The geography of this school allocation policy, combined with differences in parents’ circumstances, suggests this issue is a prime candidate for study using agent-based modelling. Agent-based simulation modelling might be useful here because it provides a means to represent interactions between individual actors with different attributes (in this case schools and parents) across space and time. Once the simulation model structure (e.g. rules of interactions between agents) has been established, it can then be used to examine the potential effects of things like opening or closing schools (i.e. changes in external conditions) or changes in school allocation policy rules or parents’ application strategies (i.e. internal model relationships and rules).
I developed an initial ‘model’ as a proof of concept and which you can try out yourself. Things have progressed from that proof of concept model, and the model now represents changes in cohorts of school applicants and pupils through time, including the potential for parents to move house to be more likely to get their child into a desired school.

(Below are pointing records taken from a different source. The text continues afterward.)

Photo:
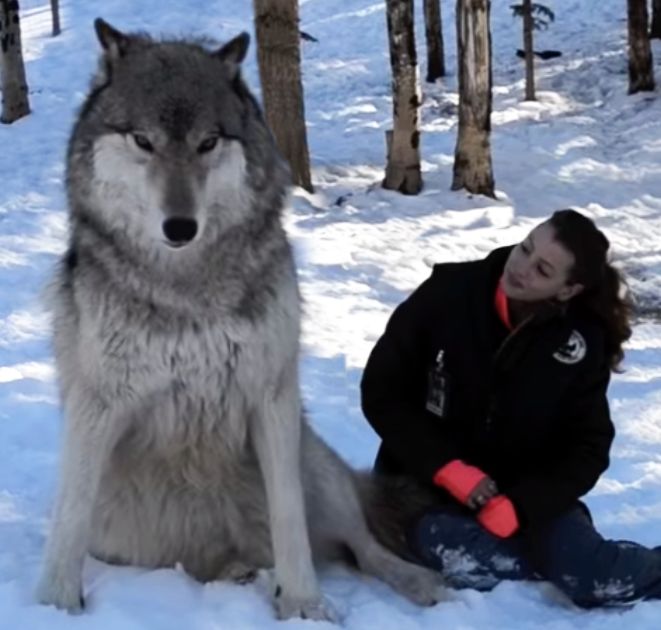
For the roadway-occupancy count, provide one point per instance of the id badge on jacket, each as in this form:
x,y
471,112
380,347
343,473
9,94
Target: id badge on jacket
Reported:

In the seminar with the Department of Education guys I presented some ouput from the recent modelling. I showed how the abstract model with relatively few and simple assumptions can start from random conditions to reproduce empirical spatial patterns in school applications and attainment outcomes like those described above (see the figure below)
I also presented early results from using the simulation model to explore implications of potential policy alternatives (such as closing failing schools). These ideas were generally welcomed in the seminar but there were some interesting questions about the what the model assumptions might entail for maintaining existing policy assumptions and intentions (what we might term the rhetoric of modelling).
I’m exploring some of these questions now, including for example issues of how we define a ‘good’ school and how parents’ school application strategies might change as allocation rules change. These will feed into a research manuscript that I’ll continue to work on with Chris and Tim.